The levy is imposed on insurers to ensure that no one pays any more than anyone else for the same level of cover, irrespective of age and health status.

The money goes into a pot and is then distributed to those with older and sicker policyholders, to ensure premiums are the same for everyone with the same type of cover.

But the levy hike is set to make health insurance more expensive.

It comes after the VHI, Laya and Glo have all increased premium rates already, blaming higher charges in public hospitals imposed by the Government.

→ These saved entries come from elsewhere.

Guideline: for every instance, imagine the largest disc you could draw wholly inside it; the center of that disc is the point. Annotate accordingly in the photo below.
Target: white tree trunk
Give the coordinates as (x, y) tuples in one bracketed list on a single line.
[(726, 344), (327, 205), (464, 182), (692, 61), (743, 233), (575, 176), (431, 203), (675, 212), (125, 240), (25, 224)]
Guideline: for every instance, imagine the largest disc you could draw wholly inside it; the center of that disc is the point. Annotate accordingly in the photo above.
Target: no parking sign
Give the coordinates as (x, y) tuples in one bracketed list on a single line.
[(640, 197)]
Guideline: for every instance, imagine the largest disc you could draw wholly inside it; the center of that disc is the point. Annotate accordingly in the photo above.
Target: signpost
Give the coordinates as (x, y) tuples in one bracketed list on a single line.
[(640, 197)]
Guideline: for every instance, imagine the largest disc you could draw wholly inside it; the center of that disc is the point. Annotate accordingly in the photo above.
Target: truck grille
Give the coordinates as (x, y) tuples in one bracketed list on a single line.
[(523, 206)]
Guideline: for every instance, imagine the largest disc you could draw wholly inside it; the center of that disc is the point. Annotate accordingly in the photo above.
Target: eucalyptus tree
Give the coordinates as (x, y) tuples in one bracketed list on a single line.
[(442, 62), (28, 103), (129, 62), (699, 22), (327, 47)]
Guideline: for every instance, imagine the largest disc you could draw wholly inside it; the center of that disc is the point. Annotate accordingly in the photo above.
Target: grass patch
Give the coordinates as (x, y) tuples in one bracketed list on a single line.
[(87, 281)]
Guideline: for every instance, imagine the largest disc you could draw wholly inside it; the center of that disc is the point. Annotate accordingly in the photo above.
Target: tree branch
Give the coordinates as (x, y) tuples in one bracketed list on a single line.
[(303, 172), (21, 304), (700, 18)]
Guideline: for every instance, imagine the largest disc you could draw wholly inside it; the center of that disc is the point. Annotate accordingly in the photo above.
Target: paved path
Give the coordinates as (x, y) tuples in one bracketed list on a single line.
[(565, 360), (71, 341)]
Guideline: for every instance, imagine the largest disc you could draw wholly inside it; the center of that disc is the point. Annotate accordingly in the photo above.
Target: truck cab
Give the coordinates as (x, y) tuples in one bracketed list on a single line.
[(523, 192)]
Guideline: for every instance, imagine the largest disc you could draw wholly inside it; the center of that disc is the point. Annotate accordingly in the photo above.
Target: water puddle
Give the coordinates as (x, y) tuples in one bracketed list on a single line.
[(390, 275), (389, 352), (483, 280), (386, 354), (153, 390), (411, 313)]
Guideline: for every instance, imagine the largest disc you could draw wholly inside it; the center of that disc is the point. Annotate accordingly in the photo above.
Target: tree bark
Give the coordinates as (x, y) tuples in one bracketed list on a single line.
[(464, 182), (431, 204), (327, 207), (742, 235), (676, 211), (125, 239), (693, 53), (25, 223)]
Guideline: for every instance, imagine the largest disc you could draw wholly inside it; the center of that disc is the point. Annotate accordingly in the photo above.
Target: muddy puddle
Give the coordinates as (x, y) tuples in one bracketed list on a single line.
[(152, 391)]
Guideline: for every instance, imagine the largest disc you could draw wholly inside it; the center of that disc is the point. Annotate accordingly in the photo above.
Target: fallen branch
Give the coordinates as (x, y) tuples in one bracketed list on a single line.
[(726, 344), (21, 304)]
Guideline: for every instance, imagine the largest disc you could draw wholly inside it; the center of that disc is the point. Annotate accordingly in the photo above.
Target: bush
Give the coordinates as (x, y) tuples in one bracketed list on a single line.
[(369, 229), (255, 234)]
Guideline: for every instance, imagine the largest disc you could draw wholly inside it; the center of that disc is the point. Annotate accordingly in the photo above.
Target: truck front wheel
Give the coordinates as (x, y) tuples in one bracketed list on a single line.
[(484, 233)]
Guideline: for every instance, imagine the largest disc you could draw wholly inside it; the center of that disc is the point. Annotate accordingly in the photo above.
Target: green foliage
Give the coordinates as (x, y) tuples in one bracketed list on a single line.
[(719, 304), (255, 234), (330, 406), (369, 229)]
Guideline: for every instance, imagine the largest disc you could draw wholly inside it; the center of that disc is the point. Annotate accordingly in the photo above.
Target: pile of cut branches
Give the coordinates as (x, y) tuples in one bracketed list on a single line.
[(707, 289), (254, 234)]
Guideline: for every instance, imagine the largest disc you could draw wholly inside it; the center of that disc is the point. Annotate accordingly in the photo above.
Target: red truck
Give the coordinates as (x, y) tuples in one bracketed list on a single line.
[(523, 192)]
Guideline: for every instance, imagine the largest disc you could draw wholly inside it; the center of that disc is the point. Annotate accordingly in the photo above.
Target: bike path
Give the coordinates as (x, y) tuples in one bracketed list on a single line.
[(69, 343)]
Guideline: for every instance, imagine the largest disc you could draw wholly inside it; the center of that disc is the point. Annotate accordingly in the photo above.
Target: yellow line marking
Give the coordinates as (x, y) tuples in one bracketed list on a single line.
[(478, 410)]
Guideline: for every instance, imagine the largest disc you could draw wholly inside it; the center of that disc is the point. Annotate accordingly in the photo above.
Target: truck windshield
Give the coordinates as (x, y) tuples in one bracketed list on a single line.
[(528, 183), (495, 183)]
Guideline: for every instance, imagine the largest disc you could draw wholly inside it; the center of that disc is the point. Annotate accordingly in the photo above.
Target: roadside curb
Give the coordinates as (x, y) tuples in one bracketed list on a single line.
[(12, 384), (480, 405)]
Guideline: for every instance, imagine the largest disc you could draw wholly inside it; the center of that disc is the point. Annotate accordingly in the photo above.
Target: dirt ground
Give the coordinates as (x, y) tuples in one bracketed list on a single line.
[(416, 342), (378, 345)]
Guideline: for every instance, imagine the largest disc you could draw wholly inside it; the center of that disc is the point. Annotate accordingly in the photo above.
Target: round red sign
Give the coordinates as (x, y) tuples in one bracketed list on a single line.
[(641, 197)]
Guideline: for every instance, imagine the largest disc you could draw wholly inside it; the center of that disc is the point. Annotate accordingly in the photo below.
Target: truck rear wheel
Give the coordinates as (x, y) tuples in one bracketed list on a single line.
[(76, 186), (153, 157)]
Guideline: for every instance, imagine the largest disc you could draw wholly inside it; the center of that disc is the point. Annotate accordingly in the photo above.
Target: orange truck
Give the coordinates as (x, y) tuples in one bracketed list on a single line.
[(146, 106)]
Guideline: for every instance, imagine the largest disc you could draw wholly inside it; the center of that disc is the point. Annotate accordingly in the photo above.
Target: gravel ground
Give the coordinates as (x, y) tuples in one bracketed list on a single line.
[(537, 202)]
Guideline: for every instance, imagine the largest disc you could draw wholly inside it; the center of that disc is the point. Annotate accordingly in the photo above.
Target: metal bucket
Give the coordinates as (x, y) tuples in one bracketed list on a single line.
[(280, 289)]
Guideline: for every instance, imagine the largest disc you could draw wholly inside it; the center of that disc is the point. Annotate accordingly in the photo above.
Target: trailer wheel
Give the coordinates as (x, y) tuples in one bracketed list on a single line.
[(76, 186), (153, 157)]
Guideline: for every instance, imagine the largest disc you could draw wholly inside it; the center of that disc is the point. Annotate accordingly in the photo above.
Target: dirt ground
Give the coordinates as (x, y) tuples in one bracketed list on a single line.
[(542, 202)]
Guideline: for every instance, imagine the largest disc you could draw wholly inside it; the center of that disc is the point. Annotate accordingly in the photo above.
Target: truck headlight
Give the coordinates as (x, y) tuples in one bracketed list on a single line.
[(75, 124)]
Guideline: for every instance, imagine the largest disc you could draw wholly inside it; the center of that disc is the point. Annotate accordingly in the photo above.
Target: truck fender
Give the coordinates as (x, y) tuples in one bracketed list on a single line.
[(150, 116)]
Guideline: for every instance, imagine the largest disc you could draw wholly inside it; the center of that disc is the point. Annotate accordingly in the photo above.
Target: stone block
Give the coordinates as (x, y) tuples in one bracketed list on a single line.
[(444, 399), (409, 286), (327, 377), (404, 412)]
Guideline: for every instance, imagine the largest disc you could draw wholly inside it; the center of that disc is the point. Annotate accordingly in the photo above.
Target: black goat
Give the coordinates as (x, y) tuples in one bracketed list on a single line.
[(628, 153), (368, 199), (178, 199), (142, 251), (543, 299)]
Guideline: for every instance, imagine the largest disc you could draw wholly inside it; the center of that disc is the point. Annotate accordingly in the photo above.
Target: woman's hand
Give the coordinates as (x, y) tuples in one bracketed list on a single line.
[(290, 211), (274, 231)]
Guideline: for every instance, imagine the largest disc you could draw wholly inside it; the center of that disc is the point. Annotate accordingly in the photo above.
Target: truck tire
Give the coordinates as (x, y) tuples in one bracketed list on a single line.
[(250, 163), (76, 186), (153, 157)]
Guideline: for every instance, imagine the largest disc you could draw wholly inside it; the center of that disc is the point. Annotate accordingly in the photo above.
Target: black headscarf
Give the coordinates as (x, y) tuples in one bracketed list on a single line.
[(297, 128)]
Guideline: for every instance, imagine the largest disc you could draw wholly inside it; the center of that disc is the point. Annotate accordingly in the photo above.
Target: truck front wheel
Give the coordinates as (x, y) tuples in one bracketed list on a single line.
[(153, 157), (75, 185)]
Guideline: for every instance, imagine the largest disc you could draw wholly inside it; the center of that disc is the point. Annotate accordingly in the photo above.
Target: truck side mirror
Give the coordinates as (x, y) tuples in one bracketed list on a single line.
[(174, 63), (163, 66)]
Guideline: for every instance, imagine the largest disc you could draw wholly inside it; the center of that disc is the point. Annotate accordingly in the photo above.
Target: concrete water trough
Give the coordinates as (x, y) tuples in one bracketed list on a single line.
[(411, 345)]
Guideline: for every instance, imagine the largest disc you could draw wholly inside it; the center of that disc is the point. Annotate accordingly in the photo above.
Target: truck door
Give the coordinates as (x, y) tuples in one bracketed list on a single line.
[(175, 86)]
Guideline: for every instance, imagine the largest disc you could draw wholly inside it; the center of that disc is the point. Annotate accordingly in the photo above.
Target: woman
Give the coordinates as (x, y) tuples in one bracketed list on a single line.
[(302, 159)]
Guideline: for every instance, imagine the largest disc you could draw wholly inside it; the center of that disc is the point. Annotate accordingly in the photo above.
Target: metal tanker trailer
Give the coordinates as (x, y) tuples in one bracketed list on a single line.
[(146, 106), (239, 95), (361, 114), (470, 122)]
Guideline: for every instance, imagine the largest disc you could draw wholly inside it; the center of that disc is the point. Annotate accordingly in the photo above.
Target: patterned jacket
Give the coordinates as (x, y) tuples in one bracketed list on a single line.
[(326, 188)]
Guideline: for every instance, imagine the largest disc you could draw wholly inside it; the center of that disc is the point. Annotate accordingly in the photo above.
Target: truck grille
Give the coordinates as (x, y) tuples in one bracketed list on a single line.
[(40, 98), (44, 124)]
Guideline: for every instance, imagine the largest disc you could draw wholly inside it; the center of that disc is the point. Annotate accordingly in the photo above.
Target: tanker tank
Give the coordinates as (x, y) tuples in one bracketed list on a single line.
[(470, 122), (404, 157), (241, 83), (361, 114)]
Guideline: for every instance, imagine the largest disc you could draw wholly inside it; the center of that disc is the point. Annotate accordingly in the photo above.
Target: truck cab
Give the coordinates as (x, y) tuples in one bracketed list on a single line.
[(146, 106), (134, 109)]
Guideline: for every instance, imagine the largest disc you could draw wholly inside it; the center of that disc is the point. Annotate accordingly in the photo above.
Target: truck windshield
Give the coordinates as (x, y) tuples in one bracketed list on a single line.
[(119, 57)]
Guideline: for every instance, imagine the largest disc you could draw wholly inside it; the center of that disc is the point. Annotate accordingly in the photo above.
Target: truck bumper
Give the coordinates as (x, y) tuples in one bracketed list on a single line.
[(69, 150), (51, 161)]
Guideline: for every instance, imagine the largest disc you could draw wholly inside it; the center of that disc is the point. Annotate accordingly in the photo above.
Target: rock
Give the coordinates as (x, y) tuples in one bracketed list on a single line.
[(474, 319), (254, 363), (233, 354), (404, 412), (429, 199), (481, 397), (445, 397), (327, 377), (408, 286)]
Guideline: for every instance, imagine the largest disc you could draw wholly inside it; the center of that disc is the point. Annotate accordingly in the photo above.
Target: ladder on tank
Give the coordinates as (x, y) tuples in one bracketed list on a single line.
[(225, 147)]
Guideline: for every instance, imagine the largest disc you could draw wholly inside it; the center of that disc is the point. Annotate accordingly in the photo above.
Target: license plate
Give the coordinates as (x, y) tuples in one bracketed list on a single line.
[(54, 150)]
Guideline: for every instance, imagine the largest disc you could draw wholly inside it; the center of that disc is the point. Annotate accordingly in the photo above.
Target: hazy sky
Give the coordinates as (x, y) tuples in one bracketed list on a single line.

From April the levy on most adult policies will be €444, a rise of €41 since last year, after a determination made by regulator, the Health Insurance Authority.

Independent broker Dermot Goode, of Totalhealthcover.ie, said the move would lead to higher prices from April.

He said insurers were already planning hikes in January, to take account of charges imposed on those with medical cover for using public hospitals.

“This is not just a levy on insurers – it’s a levy on private health insurance customers. As with any levy the health insurers will have no choice but to pass it on to consumers in the form of higher premiums, which means another round of price hikes for hard pressed consumers.

“All of this on the back of increases of up to 10pc on typical premiums over the course of the last 12months,” Mr Goode said.

The health insurance levy was introduced in 2009. It is part of the system of risk equalisation which aims to ensure everyone pays the same price for the same level of cover no matter what age they are or how health they are, Mr Goode said.

The latest rise will have meant the levy will have gone up by 185pc, from €160 per adult seven years ago.

Health Minister Simon Harris called on insurers to absorb the cost of the levy and not pass it on to consumers.

But Mr Goode said this was “naïve”.

“That is naïve. There will be increases. It will be passed on,” he said.

In the last while both VHI and Laya have imposed average rises in popular plans of 10pc, with GloHealth plans set to go up by an average of 6pc next month.